Self-driving cars don't have the miles compared to humans and they're tested in specific areas and conditions, not in the random day to day traffic that we experience, such as a pop-up road condition that suddenly closes one lane of traffic. They also can't choose to go around a stopped car.
I've read that some of the adverse events with self-drive cars aren't publicized because they don't want to 'unduly alarm' us, which reminds me a bit of the covid vax. Keep us in the dark for our own good, ie the mushroom treatment.
A couple of decades ago tech claimed cars would run on a Microsoft platform.
The joke among us was “Reboot at 70 MPH sounds exciting.”
Test them with Bill Gates in the 'drivers' seat lol!
A few years ago, self-driving cars were 7x more likely to get into accidents than human driven. Things must have progressed since then if they are now safer.
I just finished an estimate for implementation of “machine learning” for a relatively basic process. I know all too well what is required for a computer to figure out what is a hexagon vs a distorted circle.

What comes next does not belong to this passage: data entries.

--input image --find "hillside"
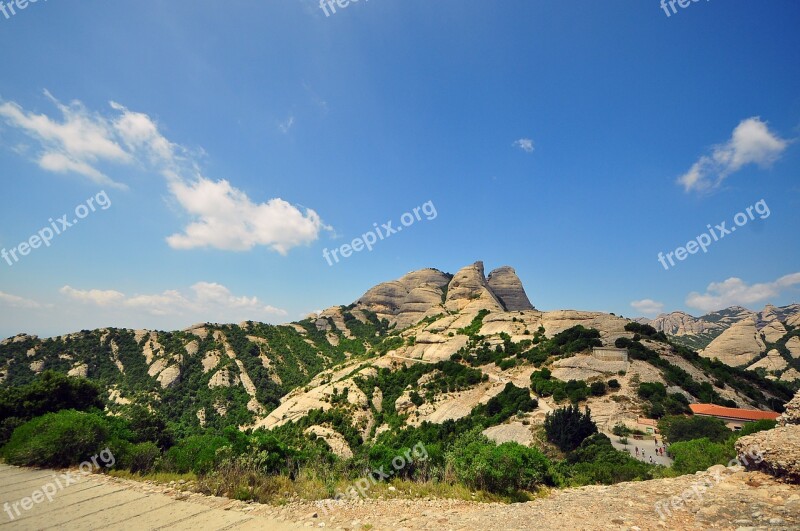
[0,262,791,456]
[640,304,800,389]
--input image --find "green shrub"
[544,405,597,452]
[589,382,606,396]
[658,416,733,444]
[0,371,103,445]
[557,433,655,486]
[669,437,736,474]
[447,429,553,493]
[164,435,229,474]
[120,441,161,474]
[2,410,109,468]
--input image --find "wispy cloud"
[0,291,50,309]
[686,272,800,312]
[167,178,329,255]
[512,138,534,153]
[0,92,330,255]
[59,282,287,322]
[631,299,664,316]
[678,117,788,192]
[0,91,132,188]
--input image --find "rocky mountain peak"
[487,266,535,312]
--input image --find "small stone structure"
[592,347,628,362]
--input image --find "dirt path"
[0,466,800,531]
[0,465,300,531]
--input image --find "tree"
[590,382,606,396]
[544,405,597,452]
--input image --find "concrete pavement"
[0,464,301,531]
[606,433,672,466]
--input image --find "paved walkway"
[0,464,300,531]
[606,433,672,466]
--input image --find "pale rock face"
[747,349,789,372]
[700,317,765,367]
[761,320,787,343]
[203,350,222,373]
[184,340,200,356]
[157,365,181,389]
[445,262,503,312]
[67,363,89,378]
[303,426,353,459]
[353,269,450,328]
[778,392,800,426]
[553,354,630,382]
[483,422,533,446]
[486,266,534,312]
[185,323,208,339]
[786,336,800,359]
[780,367,800,382]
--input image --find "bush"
[0,371,103,445]
[122,405,174,450]
[558,433,655,486]
[669,437,736,474]
[164,435,229,474]
[658,416,733,444]
[2,410,109,468]
[544,405,597,452]
[447,429,553,493]
[120,441,161,474]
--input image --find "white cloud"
[58,286,125,306]
[631,299,664,315]
[0,291,48,309]
[0,91,132,188]
[0,92,331,255]
[678,117,788,192]
[686,272,800,312]
[167,177,328,255]
[512,138,534,153]
[60,282,287,322]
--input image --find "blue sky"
[0,0,800,336]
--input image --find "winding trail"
[0,465,300,531]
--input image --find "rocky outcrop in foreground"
[89,465,800,530]
[736,393,800,483]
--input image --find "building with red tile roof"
[689,404,780,430]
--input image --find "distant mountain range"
[637,304,800,382]
[0,262,800,455]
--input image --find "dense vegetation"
[0,307,791,508]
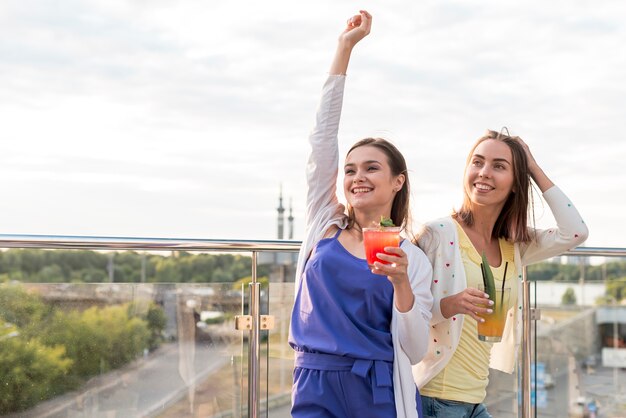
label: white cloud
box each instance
[0,0,626,246]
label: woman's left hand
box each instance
[372,247,409,285]
[516,137,554,193]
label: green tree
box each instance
[0,337,72,414]
[561,287,576,305]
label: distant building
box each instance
[258,186,298,282]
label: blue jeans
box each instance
[422,396,492,418]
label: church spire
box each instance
[276,183,285,239]
[287,198,293,239]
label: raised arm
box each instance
[519,139,589,265]
[517,137,554,193]
[306,11,372,228]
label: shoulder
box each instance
[400,239,426,259]
[417,216,456,248]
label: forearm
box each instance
[329,41,354,75]
[393,280,415,313]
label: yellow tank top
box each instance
[420,222,518,404]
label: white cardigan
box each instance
[296,75,433,418]
[413,186,589,388]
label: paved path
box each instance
[5,343,230,418]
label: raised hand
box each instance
[516,137,554,192]
[329,10,372,75]
[339,10,372,46]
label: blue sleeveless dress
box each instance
[289,230,421,418]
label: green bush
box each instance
[0,337,72,414]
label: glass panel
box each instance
[528,257,626,417]
[266,283,294,418]
[260,252,298,418]
[0,250,250,418]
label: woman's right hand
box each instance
[339,10,372,47]
[440,287,493,322]
[329,10,372,75]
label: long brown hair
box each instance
[453,128,533,242]
[347,138,411,231]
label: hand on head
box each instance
[339,10,372,46]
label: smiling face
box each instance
[464,139,515,209]
[343,145,404,217]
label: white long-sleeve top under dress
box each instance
[296,75,433,418]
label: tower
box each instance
[276,184,285,239]
[287,198,293,239]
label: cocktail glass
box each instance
[478,288,511,343]
[363,226,402,267]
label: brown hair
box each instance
[347,138,411,231]
[453,128,532,242]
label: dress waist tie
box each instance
[295,351,393,405]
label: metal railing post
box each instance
[248,251,261,418]
[521,267,532,418]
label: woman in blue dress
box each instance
[289,11,432,418]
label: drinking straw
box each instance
[480,263,487,291]
[500,261,509,306]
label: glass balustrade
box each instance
[0,236,626,418]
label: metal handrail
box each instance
[0,234,626,418]
[0,234,301,252]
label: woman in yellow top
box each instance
[413,131,588,418]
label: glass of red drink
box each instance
[363,226,402,267]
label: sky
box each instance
[0,0,626,247]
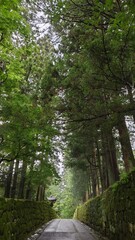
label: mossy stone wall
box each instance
[0,198,56,240]
[74,171,135,240]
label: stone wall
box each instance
[0,198,56,240]
[74,171,135,240]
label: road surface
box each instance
[36,219,104,240]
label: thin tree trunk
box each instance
[4,161,14,198]
[18,161,27,199]
[117,116,135,172]
[11,160,19,198]
[102,128,119,185]
[127,85,135,123]
[26,161,34,199]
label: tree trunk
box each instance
[102,128,119,185]
[26,161,34,200]
[4,161,14,198]
[117,116,135,172]
[127,85,135,123]
[11,160,19,198]
[18,161,27,199]
[36,185,45,201]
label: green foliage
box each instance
[0,198,56,240]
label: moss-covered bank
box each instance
[74,171,135,240]
[0,198,56,240]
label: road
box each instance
[37,219,101,240]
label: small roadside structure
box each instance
[47,195,57,207]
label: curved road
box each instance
[37,219,104,240]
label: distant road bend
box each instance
[37,219,105,240]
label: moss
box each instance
[0,198,56,240]
[74,170,135,240]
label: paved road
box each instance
[37,219,101,240]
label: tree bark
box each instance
[11,160,19,198]
[18,160,27,199]
[117,116,135,172]
[4,161,14,198]
[102,127,119,187]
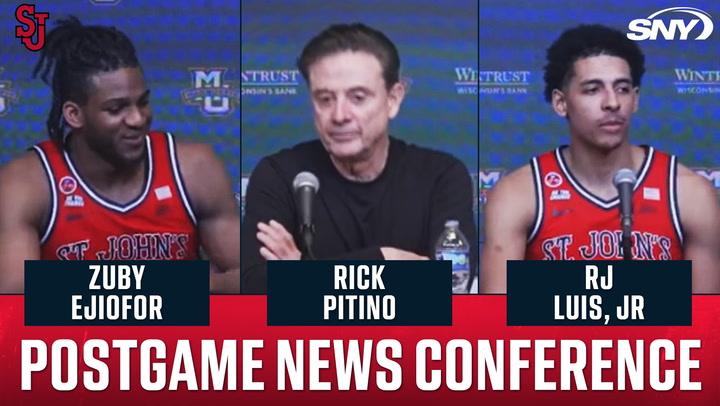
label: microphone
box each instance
[613,168,637,260]
[293,172,320,259]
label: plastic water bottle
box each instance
[435,220,470,293]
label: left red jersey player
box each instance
[0,17,240,293]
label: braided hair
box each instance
[33,16,140,145]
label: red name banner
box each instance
[0,296,720,405]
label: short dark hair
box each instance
[297,23,400,89]
[544,24,645,102]
[33,16,140,144]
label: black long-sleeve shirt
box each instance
[241,137,478,294]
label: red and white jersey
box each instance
[525,146,683,260]
[33,132,198,260]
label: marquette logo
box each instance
[478,70,530,94]
[674,68,720,94]
[0,67,19,117]
[182,68,240,116]
[455,66,480,95]
[627,7,714,41]
[240,69,300,96]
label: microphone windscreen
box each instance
[613,168,637,187]
[293,172,320,193]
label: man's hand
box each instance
[257,220,301,261]
[380,247,430,261]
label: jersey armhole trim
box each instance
[527,157,544,243]
[668,155,685,244]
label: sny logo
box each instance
[627,7,713,41]
[182,68,240,116]
[15,4,50,52]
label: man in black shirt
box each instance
[241,24,477,293]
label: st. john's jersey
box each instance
[33,132,198,260]
[525,147,683,260]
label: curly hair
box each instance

Six months of a human being working 40 hrs per week doing nothing but reviewing and correcting the computer’s results and even then the accuracy is less than 90% after the human is sent to do something else and the computer is left to “learn.”
All code has unexpected results when new variables are introduced or the code is expanded. Nothing new there. The most common result: an abend or crash.
The only people I know IRL who are enamored of ML are two who actually work in it and those who haven’t a clue but think Star Trek is around the corner.